El escuadrón dejó atrás los últimos jirones de neblina gris, y ante él apareció de nuevo el cuadro español. Había muchos uniformes verdes tendidos en tierra, alrededor de las filas exteriores. Los hombres de la primera línea, arrodillados, cargaban a toda prisa sus armas, empujando con las baquetas. La segunda línea, la que estaba en pie, apuntaba. Frederic tuvo por un instante la impresión de que todos los mosquetones se dirigían hacia él.
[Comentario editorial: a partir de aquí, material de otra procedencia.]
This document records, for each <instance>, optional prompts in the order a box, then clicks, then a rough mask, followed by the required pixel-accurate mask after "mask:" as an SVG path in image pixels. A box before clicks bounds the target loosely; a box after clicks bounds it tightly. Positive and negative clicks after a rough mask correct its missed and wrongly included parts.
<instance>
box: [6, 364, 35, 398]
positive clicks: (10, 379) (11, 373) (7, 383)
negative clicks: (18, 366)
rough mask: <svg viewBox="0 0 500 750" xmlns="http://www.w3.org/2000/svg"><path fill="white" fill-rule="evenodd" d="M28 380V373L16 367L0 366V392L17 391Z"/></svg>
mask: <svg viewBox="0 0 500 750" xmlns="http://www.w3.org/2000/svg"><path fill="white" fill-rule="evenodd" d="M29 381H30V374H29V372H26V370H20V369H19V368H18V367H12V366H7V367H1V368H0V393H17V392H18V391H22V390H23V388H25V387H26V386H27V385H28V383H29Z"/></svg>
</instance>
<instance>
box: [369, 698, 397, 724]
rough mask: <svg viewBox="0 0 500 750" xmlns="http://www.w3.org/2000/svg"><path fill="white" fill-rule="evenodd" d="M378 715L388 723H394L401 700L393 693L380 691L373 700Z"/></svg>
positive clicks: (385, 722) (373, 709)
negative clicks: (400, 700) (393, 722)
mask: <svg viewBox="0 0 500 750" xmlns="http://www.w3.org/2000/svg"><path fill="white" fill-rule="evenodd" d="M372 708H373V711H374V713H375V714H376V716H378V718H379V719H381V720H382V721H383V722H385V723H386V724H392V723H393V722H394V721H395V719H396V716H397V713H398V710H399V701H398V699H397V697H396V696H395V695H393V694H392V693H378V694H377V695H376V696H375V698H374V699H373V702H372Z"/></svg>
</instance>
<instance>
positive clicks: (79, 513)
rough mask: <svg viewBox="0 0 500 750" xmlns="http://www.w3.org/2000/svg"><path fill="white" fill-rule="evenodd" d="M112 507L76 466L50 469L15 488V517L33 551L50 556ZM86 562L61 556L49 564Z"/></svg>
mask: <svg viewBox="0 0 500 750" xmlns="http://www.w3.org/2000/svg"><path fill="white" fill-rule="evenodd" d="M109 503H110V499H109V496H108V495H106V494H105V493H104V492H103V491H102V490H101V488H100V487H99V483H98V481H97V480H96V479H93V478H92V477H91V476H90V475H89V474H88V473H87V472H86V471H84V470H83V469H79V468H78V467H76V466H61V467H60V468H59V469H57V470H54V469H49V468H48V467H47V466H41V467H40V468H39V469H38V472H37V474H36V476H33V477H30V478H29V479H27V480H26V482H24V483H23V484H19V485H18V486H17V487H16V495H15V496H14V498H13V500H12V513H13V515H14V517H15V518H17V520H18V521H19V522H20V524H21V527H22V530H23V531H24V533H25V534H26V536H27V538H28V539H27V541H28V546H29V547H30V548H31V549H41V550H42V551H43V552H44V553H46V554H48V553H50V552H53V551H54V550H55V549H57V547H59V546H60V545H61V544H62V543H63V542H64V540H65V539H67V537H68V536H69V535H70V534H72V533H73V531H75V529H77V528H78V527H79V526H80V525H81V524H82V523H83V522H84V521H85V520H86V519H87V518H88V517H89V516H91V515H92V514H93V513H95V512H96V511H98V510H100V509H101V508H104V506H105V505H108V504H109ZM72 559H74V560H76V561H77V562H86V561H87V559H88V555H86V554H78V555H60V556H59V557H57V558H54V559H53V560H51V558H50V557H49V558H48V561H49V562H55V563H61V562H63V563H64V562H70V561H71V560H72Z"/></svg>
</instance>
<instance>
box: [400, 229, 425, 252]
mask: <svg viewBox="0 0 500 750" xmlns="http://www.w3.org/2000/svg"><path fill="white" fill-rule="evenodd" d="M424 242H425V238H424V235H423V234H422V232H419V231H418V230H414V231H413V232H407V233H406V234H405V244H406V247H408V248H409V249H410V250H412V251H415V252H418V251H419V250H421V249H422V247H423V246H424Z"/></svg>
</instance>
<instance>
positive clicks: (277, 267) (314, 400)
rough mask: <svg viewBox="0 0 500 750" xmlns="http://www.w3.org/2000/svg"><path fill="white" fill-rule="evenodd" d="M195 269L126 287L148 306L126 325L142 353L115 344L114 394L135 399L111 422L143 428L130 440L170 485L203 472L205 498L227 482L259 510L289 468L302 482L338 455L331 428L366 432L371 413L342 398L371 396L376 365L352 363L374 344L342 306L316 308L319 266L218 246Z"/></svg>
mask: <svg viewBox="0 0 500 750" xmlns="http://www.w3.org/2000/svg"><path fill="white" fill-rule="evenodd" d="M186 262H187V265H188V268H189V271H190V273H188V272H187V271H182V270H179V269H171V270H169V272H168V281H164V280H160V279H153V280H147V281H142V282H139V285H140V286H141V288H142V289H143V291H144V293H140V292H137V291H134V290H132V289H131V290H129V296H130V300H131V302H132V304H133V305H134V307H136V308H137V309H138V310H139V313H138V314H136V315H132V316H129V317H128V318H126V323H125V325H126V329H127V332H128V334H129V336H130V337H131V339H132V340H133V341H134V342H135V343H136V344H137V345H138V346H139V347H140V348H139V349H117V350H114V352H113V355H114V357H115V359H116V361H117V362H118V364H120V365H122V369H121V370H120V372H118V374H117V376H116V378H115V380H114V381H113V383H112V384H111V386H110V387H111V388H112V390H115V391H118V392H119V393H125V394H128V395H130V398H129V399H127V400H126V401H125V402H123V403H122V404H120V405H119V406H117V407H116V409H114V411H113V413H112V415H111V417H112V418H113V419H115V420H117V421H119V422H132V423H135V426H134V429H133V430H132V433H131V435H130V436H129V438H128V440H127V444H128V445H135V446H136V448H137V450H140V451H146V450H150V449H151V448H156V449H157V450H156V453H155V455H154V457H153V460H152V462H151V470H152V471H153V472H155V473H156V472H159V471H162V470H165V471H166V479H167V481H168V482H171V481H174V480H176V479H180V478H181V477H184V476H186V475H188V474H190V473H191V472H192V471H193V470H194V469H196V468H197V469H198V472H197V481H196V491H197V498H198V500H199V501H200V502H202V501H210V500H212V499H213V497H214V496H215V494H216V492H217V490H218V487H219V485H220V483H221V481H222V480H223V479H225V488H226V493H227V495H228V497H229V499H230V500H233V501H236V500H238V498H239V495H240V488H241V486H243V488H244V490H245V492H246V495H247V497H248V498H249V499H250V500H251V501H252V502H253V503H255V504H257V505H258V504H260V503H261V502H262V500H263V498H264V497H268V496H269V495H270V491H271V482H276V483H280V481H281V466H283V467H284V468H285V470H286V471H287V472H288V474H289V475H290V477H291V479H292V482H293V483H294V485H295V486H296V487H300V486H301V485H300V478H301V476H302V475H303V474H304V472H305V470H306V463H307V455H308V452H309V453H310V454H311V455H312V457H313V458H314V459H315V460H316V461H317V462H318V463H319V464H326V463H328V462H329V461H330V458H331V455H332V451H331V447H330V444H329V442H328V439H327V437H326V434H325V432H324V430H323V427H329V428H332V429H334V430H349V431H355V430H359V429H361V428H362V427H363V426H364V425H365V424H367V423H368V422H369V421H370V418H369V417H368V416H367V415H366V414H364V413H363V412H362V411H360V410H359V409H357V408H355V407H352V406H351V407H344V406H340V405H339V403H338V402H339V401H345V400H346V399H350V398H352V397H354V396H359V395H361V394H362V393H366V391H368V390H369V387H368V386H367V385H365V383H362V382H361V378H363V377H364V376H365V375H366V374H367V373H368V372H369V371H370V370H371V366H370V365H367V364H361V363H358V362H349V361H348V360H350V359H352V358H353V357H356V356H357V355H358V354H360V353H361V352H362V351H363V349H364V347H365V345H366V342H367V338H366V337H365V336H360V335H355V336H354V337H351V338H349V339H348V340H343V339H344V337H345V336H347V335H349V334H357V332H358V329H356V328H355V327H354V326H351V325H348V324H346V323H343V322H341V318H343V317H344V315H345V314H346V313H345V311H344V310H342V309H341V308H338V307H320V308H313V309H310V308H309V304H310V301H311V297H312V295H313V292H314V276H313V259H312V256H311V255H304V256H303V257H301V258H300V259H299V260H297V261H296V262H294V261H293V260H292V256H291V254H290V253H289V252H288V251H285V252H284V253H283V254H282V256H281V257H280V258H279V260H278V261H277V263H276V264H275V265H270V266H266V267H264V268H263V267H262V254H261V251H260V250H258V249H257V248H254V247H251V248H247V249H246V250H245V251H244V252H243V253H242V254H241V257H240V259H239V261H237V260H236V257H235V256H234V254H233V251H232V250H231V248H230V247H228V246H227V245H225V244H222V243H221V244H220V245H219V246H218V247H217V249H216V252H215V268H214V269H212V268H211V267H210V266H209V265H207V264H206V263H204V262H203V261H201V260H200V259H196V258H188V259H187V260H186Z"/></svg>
—¡Primer Escuadrón...! ¡Al galope!

La segunda descarga enemiga partió a cien varas. Los fogonazos brotaron inquietamente próximos y esta vez Frederic pudo sentir que el plomo pasaba muy cerca, a escasas pulgadas de su cuerpo crispado por la tensión. A la espalda, por encima del batir de los cascos del escuadrón, pudo escuchar el relincho de animales alcanzados y gritos de furia de los jinetes. La formación comenzaba a disgregarse; algunos húsares se adelantaban a derecha e izquierda. Una granada estalló tan cerca que sintió el calor del metal al rojo que silbaba en el aire. El caballo de Philippo, un isabelino de crin recortada, pasó por delante de él galopando enloquecido, sin jinete. El comandante Berret seguía a la cabeza del escuadrón, apuntando el sable contra el enemigo del que ya se podían distinguir los rostros.